5. Reading from a Delta Table
Reading from a Delta table is similar to reading from a regular Parquet table. Here's how you can do it:
df = spark.read.format("delta").load("/tmp/delta-table") df.show()
This code reads the Delta table we wrote to earlier and displays its contents. If you want to query an earlier version of the table, you can do so with the option
method like this:
df = spark.read.format("delta").option("versionAsOf", 0).load("/tmp/delta-table")
6. Updating and Deleting Records in a Delta Table
One of the key features of Delta Lake is the ability to modify existing data, which isn't available in other systems like Apache Parquet or Apache Hadoop. You can modify the data in the tables using UPDATE, DELETE, and MERGE INTO commands. Here's an example of updating a table:
from delta.tables import DeltaTable
deltaTable = DeltaTable.forPath(spark, "/tmp/delta-table")
deltaTable.update(condition = "id % 2 == 0", set = {"id": expr("id + 1")})
In this code, the update
method is used to increment the id
of all even id
s by 1. Similarly, you can use the delete
method to remove rows from the table:
deltaTable.delete(condition = "id % 2 == 0")
This command deletes the rows where id
is even.
7. Schema Evolution
Delta Lake supports schema evolution, allowing you to easily change the schema of your table after it has been created. You can add new columns or change the data type of existing columns using the mergeSchema
option:
data = spark.range(10,15).toDF("newColumn")
data.write.format("delta").option("mergeSchema", "true").mode("append").save("/tmp/delta-table")

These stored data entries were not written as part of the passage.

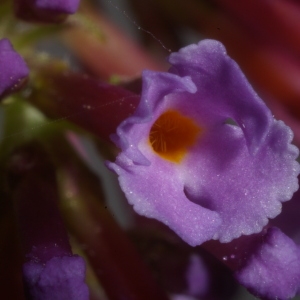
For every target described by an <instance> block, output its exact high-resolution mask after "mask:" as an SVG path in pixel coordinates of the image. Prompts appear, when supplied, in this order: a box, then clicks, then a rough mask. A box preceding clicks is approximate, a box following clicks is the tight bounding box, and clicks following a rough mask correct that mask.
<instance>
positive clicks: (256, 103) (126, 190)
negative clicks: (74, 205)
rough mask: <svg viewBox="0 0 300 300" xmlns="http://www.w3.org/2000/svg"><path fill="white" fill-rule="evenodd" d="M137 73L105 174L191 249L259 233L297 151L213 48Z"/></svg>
mask: <svg viewBox="0 0 300 300" xmlns="http://www.w3.org/2000/svg"><path fill="white" fill-rule="evenodd" d="M169 62H170V63H171V64H172V67H171V69H170V70H169V72H168V73H163V72H150V71H145V72H144V74H143V92H142V96H141V102H140V104H139V107H138V108H137V110H136V112H135V113H134V114H133V116H132V117H130V118H128V119H126V120H125V121H123V122H122V123H121V125H120V126H119V128H118V129H117V135H115V136H114V137H113V139H114V141H115V143H116V145H117V146H118V147H119V148H121V150H122V152H121V153H120V154H119V155H118V157H117V159H116V162H115V163H108V166H109V167H110V168H111V169H112V170H114V171H115V172H116V173H117V174H118V175H119V182H120V185H121V188H122V189H123V191H124V192H125V194H126V196H127V199H128V201H129V202H130V203H131V204H132V205H133V206H134V209H135V210H136V211H137V212H138V213H140V214H142V215H145V216H147V217H151V218H156V219H158V220H160V221H162V222H163V223H165V224H166V225H168V226H169V227H170V228H172V229H173V230H174V231H175V232H176V233H177V234H178V235H179V236H181V237H182V238H183V239H184V240H185V241H186V242H188V243H189V244H191V245H198V244H201V243H203V242H204V241H207V240H209V239H219V240H220V241H221V242H229V241H231V240H232V239H234V238H237V237H239V236H241V235H242V234H246V235H249V234H252V233H256V232H260V231H261V230H262V228H263V227H264V226H265V225H266V224H267V223H268V218H274V217H275V216H276V215H278V214H279V213H280V211H281V202H283V201H287V200H289V199H290V198H291V197H292V195H293V193H294V192H295V191H296V190H297V189H298V182H297V175H298V173H299V165H298V163H297V162H296V161H295V158H296V157H297V156H298V150H297V148H296V147H295V146H293V145H291V144H290V142H291V140H292V137H293V135H292V132H291V130H290V129H289V128H288V127H287V126H285V125H284V124H283V122H281V121H276V120H275V119H274V118H273V116H272V114H271V112H270V111H269V109H268V108H267V107H266V105H265V104H264V103H263V101H262V100H261V99H260V98H259V97H258V96H257V94H256V93H255V92H254V91H253V89H252V87H251V86H250V84H249V83H248V82H247V80H246V78H245V76H244V75H243V73H242V72H241V70H240V69H239V67H238V66H237V64H236V63H235V62H234V61H233V60H232V59H230V58H229V57H228V56H227V54H226V51H225V48H224V47H223V45H222V44H220V43H219V42H216V41H212V40H205V41H202V42H200V43H199V44H198V45H191V46H188V47H186V48H183V49H181V50H180V51H179V52H178V53H173V54H171V56H170V58H169Z"/></svg>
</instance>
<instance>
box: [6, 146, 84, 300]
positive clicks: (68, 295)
mask: <svg viewBox="0 0 300 300" xmlns="http://www.w3.org/2000/svg"><path fill="white" fill-rule="evenodd" d="M9 171H10V177H11V178H10V181H11V189H12V197H13V199H14V202H15V206H16V215H17V217H18V221H19V228H20V233H21V241H22V246H23V250H24V253H25V263H24V265H23V281H24V289H25V292H26V296H27V298H28V299H34V300H64V299H65V300H68V299H74V300H87V299H89V291H88V288H87V286H86V284H85V282H84V280H85V262H84V260H83V258H82V257H80V256H78V255H73V254H72V250H71V247H70V244H69V240H68V235H67V231H66V229H65V227H64V224H63V222H62V219H61V216H60V214H59V212H58V207H57V197H58V193H57V190H56V182H55V181H56V180H55V172H54V168H53V166H52V164H51V162H49V161H48V160H47V155H46V153H45V152H44V151H42V150H41V149H40V146H39V145H38V144H32V145H29V146H26V147H23V148H22V149H18V150H17V151H16V152H15V153H14V154H12V157H11V159H10V162H9Z"/></svg>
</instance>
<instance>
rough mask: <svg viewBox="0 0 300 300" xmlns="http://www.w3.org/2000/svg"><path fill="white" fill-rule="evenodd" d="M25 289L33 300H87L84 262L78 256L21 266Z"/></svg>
mask: <svg viewBox="0 0 300 300" xmlns="http://www.w3.org/2000/svg"><path fill="white" fill-rule="evenodd" d="M23 276H24V281H25V283H26V287H27V288H28V289H29V290H30V292H29V293H30V295H31V297H32V298H30V299H34V300H70V299H72V300H87V299H89V291H88V287H87V285H86V284H85V282H84V280H85V262H84V260H83V258H81V257H80V256H76V255H73V256H63V257H53V258H52V259H50V260H49V261H47V262H46V263H45V264H44V263H38V262H34V261H30V262H27V263H25V264H24V266H23Z"/></svg>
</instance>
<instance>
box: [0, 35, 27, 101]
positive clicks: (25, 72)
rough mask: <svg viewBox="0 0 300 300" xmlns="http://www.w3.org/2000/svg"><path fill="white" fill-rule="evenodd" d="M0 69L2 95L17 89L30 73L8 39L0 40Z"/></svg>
mask: <svg viewBox="0 0 300 300" xmlns="http://www.w3.org/2000/svg"><path fill="white" fill-rule="evenodd" d="M0 70H1V72H0V97H2V96H3V95H5V94H8V93H11V92H13V91H15V90H17V89H18V88H19V87H20V86H21V85H22V83H23V81H24V79H25V78H26V77H27V76H28V73H29V70H28V68H27V66H26V63H25V62H24V60H23V58H22V57H21V56H20V55H19V54H18V53H17V52H16V51H15V50H14V49H13V47H12V45H11V43H10V41H9V40H8V39H2V40H0Z"/></svg>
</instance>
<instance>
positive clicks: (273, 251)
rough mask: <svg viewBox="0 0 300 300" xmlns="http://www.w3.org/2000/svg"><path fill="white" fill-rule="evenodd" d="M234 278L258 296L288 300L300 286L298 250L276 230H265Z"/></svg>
mask: <svg viewBox="0 0 300 300" xmlns="http://www.w3.org/2000/svg"><path fill="white" fill-rule="evenodd" d="M235 275H236V278H237V279H238V281H239V282H240V283H241V284H243V285H244V286H245V287H247V288H248V289H249V290H250V291H251V292H252V293H253V294H254V295H256V296H258V297H262V298H263V299H278V300H287V299H291V298H293V297H294V296H295V294H296V292H297V290H298V288H299V286H300V248H299V247H298V246H297V245H296V244H295V243H294V242H293V240H291V239H290V238H289V237H287V236H286V235H285V234H284V233H282V232H281V231H280V230H279V229H278V228H276V227H272V228H269V229H268V232H267V233H266V236H265V238H264V240H263V241H262V243H261V245H258V247H257V248H256V250H255V253H253V254H252V256H251V257H250V259H249V260H248V262H247V264H246V265H245V266H244V267H243V268H242V269H241V270H239V271H238V272H237V273H236V274H235Z"/></svg>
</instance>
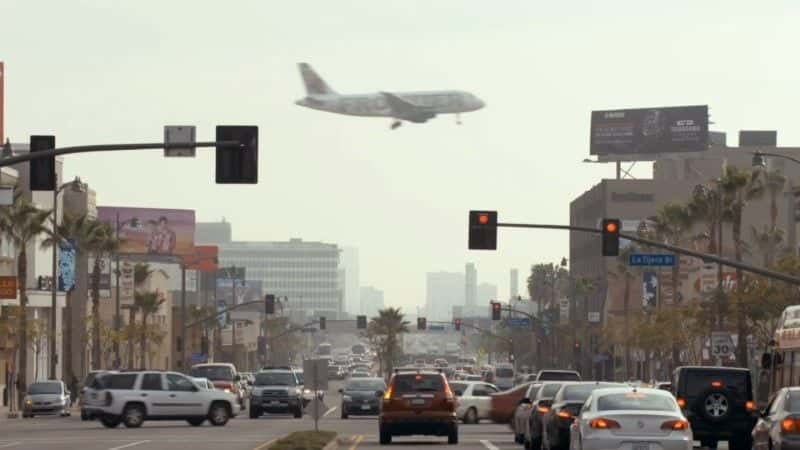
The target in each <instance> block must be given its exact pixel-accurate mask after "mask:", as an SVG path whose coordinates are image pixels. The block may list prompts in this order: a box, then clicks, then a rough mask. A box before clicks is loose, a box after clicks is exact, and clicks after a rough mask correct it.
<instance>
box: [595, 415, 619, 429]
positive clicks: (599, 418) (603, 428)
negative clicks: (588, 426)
mask: <svg viewBox="0 0 800 450" xmlns="http://www.w3.org/2000/svg"><path fill="white" fill-rule="evenodd" d="M589 426H590V427H592V428H595V429H598V430H612V429H618V428H619V422H617V421H616V420H611V419H604V418H602V417H601V418H598V419H593V420H592V421H591V422H589Z"/></svg>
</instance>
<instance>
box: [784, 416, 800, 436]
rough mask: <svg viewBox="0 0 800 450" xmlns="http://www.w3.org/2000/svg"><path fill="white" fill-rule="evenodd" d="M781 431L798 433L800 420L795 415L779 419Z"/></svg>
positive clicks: (784, 431) (785, 433) (799, 432)
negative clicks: (780, 419)
mask: <svg viewBox="0 0 800 450" xmlns="http://www.w3.org/2000/svg"><path fill="white" fill-rule="evenodd" d="M781 433H783V434H796V433H800V420H799V419H797V418H796V417H787V418H785V419H783V420H782V421H781Z"/></svg>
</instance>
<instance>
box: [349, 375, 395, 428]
mask: <svg viewBox="0 0 800 450" xmlns="http://www.w3.org/2000/svg"><path fill="white" fill-rule="evenodd" d="M385 391H386V382H385V381H383V378H355V379H351V380H349V381H348V382H347V383H346V384H345V385H344V387H343V388H342V389H339V393H340V394H342V404H341V411H342V413H341V414H342V415H341V417H342V419H347V418H348V417H349V416H351V415H353V416H356V415H359V416H360V415H376V414H378V412H380V399H381V398H383V393H384V392H385Z"/></svg>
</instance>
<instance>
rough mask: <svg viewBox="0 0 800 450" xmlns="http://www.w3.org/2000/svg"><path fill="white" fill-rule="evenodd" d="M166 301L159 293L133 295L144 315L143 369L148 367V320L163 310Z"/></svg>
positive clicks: (155, 291)
mask: <svg viewBox="0 0 800 450" xmlns="http://www.w3.org/2000/svg"><path fill="white" fill-rule="evenodd" d="M166 301H167V299H166V298H164V296H163V295H161V293H160V292H158V291H149V292H134V294H133V302H134V304H135V305H136V309H137V310H138V311H139V312H141V315H142V325H141V331H140V334H139V347H140V352H141V355H140V356H141V358H142V359H141V365H142V367H141V368H142V369H144V368H146V367H147V354H148V353H147V333H148V329H147V319H148V318H149V317H150V316H151V315H153V314H156V313H157V312H158V310H159V309H160V308H161V305H163V304H164V302H166Z"/></svg>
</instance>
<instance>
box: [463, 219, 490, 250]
mask: <svg viewBox="0 0 800 450" xmlns="http://www.w3.org/2000/svg"><path fill="white" fill-rule="evenodd" d="M469 249H470V250H497V211H470V212H469Z"/></svg>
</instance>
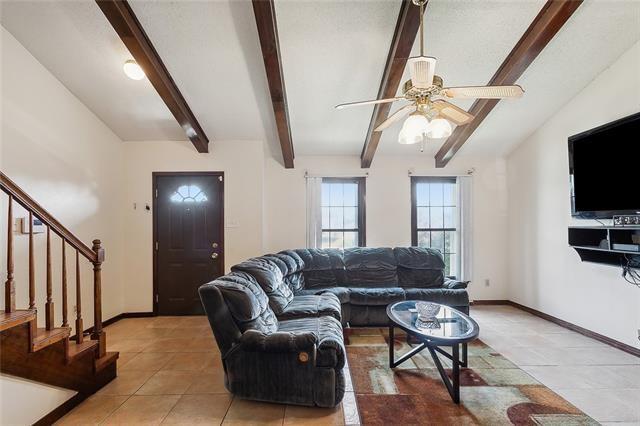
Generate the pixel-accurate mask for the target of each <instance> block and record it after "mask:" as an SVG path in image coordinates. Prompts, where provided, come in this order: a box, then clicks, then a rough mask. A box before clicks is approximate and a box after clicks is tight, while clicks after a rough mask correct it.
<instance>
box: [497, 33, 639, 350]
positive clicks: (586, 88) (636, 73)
mask: <svg viewBox="0 0 640 426" xmlns="http://www.w3.org/2000/svg"><path fill="white" fill-rule="evenodd" d="M639 110H640V43H636V44H635V45H634V46H633V47H632V48H631V49H630V50H629V51H627V52H626V53H625V54H624V55H622V56H621V57H620V58H619V59H618V60H617V61H616V62H615V63H614V64H612V65H611V66H610V67H609V68H608V69H606V70H605V71H604V72H603V73H602V74H600V75H599V76H598V77H597V78H596V79H595V80H594V81H592V82H591V83H590V84H589V85H588V86H587V87H585V88H584V89H583V90H582V91H581V92H580V93H579V94H578V95H577V96H576V97H574V98H573V99H572V100H571V101H569V102H568V103H567V104H566V105H565V106H564V107H563V108H562V109H560V110H559V111H557V112H556V113H555V114H554V116H553V117H552V118H551V119H550V120H549V121H547V122H546V123H545V124H544V125H543V126H542V127H541V128H539V129H538V130H537V131H536V132H535V133H534V134H533V135H531V137H529V138H528V140H526V141H525V142H524V143H523V144H522V145H520V146H519V147H518V148H517V149H516V150H515V151H513V152H512V153H511V154H510V155H509V157H508V161H507V169H508V188H509V189H508V192H509V218H510V220H509V283H510V286H509V298H510V299H511V300H513V301H515V302H518V303H521V304H523V305H526V306H529V307H532V308H535V309H538V310H540V311H543V312H545V313H547V314H550V315H553V316H556V317H559V318H561V319H563V320H566V321H569V322H572V323H574V324H577V325H579V326H582V327H585V328H587V329H589V330H593V331H595V332H598V333H601V334H604V335H606V336H608V337H611V338H613V339H616V340H619V341H621V342H624V343H626V344H629V345H632V346H635V347H638V348H640V343H639V342H638V339H637V333H638V331H637V330H638V329H640V291H639V290H638V288H636V287H633V286H632V285H630V284H628V283H627V282H625V281H624V280H623V279H622V277H621V271H620V268H616V267H610V266H605V265H596V264H590V263H582V262H580V259H579V257H578V255H577V253H576V252H575V251H574V250H573V249H571V248H570V247H568V245H567V227H568V226H569V225H572V224H573V225H576V224H578V225H580V224H584V223H585V221H573V220H572V219H571V215H570V211H571V209H570V203H569V170H568V157H567V137H568V136H570V135H573V134H576V133H579V132H581V131H584V130H588V129H590V128H593V127H596V126H599V125H601V124H604V123H607V122H609V121H612V120H615V119H618V118H621V117H624V116H626V115H629V114H632V113H635V112H638V111H639ZM621 155H624V153H621ZM635 196H638V192H637V191H636V192H635ZM587 223H588V222H587Z"/></svg>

In this example, a new column newColumn
is added to the existing Delta table.
Conclusion
Delta Lake is an invaluable tool that amplifies the capabilities of Apache Spark. By providing ACID transactions, scalable metadata handling, and the unification of streaming and batch data processing, it greatly simplifies data architecture and bolsters reliability and efficiency. While this guide touches upon the basic principles of getting started with Delta Lake on Apache Spark, it is recommended that you delve deeper into the official Delta Lake documentation to explore advanced features and derive the maximum benefit from this robust tool.